Tuesday, May 14, 2002

CITYWIDE: Bottle clubs targeted

Mayor Tom Murphy stumped yesterday in favor of a citywide referendum increasing penalties against illegal bottle clubs.

Typically the unlicensed clubs open after 2 a.m., have a door charge and provide liquor for free. A question on next week's primary ballot would prohibit the already illegal clubs, and increase penalties from a $300 summary offense to a misdemeanor carrying up to $2,500 in fines and a year in jail.

Murphy and others, including four council members and Hill District Police Cmdr. William Valenta, said the increased penalties would help police stamp out the clubs, which they said are incubators of crime.

Murphy said the clubs "have a significant impact on the quality of neighborhoods in our city" and are "centers for crime."

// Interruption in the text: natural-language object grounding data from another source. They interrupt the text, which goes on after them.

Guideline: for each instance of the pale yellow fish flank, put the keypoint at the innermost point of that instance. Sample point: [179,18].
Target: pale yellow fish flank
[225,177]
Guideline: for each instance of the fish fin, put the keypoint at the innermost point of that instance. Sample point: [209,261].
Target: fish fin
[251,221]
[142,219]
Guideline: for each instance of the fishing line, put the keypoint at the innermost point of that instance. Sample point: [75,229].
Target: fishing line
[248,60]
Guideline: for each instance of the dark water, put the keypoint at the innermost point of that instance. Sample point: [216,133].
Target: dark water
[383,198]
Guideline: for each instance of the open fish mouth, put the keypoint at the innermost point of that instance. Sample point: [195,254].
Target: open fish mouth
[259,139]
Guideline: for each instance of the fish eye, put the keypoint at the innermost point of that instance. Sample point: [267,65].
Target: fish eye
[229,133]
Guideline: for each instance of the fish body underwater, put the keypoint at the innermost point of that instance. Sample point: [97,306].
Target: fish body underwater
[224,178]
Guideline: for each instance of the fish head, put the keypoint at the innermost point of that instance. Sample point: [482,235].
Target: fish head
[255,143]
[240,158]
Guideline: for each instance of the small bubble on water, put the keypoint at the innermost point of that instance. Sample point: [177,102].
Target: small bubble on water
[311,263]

Opponents of the ballot question have said stamping out the clubs -- which are different from licensed social clubs that can legally stay open until 3 a.m. -- would stifle underground social life in the city, especially that of young people, gays and lesbians.

Crash jams Parkway East

Motorists make their way past a truck accident yesterday. (John Beale, Post-Gazette)

Traffic was delayed for nearly two hours yesterday after a tractor-trailer collided with two other vehicles on the Parkway East, inbound.

State police said no one was injured in the accident, which occurred near the Boulevard of the Allies ramp at 2:57 p.m.

Police said traffic returned to normal just before 5 p.m.

NORTH SIDE:Crash kills driver

A North Versailles man died yesterday morning after a two-vehicle collision on the North Side.

Michael Bahr, 39, was driving south on the wrong side of Chestnut Street when he hit another car that was getting off the Veterans Memorial Bridge at East Ohio Street, according to the Allegheny County coroner's office.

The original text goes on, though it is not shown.